A: Only the letters discussed here to Hirt, and Hirt on his part may have passed on these letters or made reports or included them in reports of his own, but as far as I was concerned, I never made any report to the Ahnenerbe or to Sievers personally.
Q: Who put the rooms and equipment at your disposal for your vaccination work at Natzweiler? Did these requests go through Sievers?
A: Well, special rooms or equipment were not put at my disposal. The vaccinations were administered in the hospital where the vaccines were quartered at that time.
Q: In answering a question put by my colleague Tipp, you have already stated that to carry out the typhus vaccinations you requested inmates as vaccinees.
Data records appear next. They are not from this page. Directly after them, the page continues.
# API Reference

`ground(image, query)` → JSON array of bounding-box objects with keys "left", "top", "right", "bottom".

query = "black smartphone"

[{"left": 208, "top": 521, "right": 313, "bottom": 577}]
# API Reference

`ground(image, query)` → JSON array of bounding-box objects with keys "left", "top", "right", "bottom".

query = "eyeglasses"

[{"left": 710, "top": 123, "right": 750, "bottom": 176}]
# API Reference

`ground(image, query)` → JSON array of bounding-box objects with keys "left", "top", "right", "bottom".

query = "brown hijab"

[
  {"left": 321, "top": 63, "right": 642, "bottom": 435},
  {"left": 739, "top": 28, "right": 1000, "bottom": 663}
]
Now I should like to find out whom you approached for that.
A: I have already stated yesterday that these vaccinations were based on discussions which had taken place between the camp commandant and myself, that originally there had been no intention of having any other agency concerned in them, but that Hirt, when he heard about it, considered it necessary, since this was a new type of vaccination, to request special approval for it, and that started the entire correspondence.
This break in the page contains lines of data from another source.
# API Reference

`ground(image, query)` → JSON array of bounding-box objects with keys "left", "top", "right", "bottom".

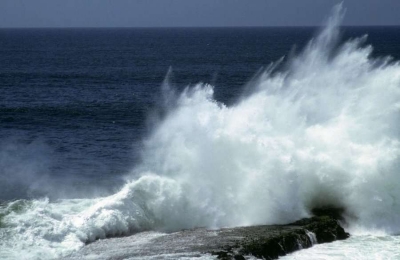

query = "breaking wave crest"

[{"left": 0, "top": 3, "right": 400, "bottom": 258}]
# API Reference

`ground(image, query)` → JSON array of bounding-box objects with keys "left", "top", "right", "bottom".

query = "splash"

[{"left": 0, "top": 3, "right": 400, "bottom": 258}]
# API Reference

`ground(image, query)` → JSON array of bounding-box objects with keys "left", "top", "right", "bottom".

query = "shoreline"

[{"left": 63, "top": 210, "right": 349, "bottom": 260}]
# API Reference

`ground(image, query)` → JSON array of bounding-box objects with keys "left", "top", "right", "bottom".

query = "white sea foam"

[{"left": 0, "top": 3, "right": 400, "bottom": 259}]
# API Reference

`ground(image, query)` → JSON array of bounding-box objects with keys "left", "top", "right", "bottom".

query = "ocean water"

[{"left": 0, "top": 5, "right": 400, "bottom": 259}]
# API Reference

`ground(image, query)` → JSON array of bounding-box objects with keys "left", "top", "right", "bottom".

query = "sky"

[{"left": 0, "top": 0, "right": 400, "bottom": 28}]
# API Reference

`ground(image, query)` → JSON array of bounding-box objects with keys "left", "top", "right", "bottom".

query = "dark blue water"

[{"left": 0, "top": 27, "right": 400, "bottom": 201}]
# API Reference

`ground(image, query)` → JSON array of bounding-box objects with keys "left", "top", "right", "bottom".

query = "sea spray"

[{"left": 0, "top": 3, "right": 400, "bottom": 258}]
Q: You also mentioned the reports on your work which you sent to the Reich Research Council. To whom were these reports addressed, as far as they went to the Reich Research Council?
A: The Reich Research Council.
Q: But did they go to the head of the specialized department (Fachspartenleiter), for instance to Generalarzt [General Physician] Schreiber, or what do you know about the way the correspondence was received there?
A: For years I had the habit of sending my reports to an administrative official whom I knew for many years, that was a Dr. Breuer, and he probably forwarded them to the official in charge of that particular subject; I assume that Dr. Breuer might have taken my reports together with others and given them to Schreiber, or whoever was dealing with that matter.
Q: Concerning the typhus vaccinations, may I then sum up that Sievers was of no importance as far as the execution of these experiments was concerned, and also as to the typhus research itself, and had no connection with it as far as you know?
A: With the work itself Sievers had nothing to do, of course, and as far as I understand it, Sievers only passed on my application with a recommendation. I believe there is a letter to me where Sievers informs me that he has passed on my request.
Q: The prosecution has submitted a Document NO 881, Exhibit 280. That is an affidavit by Rene Colomba Wagner, who was a scientific draftsman with Professor Hirt in Strasbourg. In this affidavit Wagner speaks of Sievers as being the superior of professor Hirt and says literally, and I quote:
Sievers was frequently in Strasbourg and was informed about the facts mentioned below. He received regular reports on all work conducted by Professor Hirt at the University of Strasbourg, and through Hirt he was also always informed about the work done by Professor Haagen. I myself frequently saw Sievers at Strasbourg in Hirt's office where I worked.
You were also a professor at the University of Strasbourg, were you not, and a colleague of Professor Hirt, as you have explained today? From your work at Strasbourg do you know that Sievers was the superior of Hirt, or did Hirt in conversation with you Speak of Sievers as his superior?
A: In his position as a professor and director of the Anatomical Institute Professor Hirt could not have been subordinate to Sievers.
Q: Did you know Hirt's office in the Anatomical Institute?
A: Yes, I did.
Q: Did you ever meet this Wagner there?
A: I cannot remember ever having seen him.
Q: Suppose you went to a conference in Hirt's office. Could Wagner find out about that?
A: Surely. Yes.
Q: Do you know where Wagner's room was?
A: No, I do not know that. But it is possible, of course, that one met in the corridor. That is not excluded. That is quite possible.
Q: By coincidence.
A: Yes, by coincidence, of course.
THE PRESIDENT: Counsel, how many more questions have you to propound to the witness?
DR. WEISSGERBER: I have approximately four or five questions, Mr. President.
THE PRESIDENT: The Tribunal will now be in recess until one-thirty.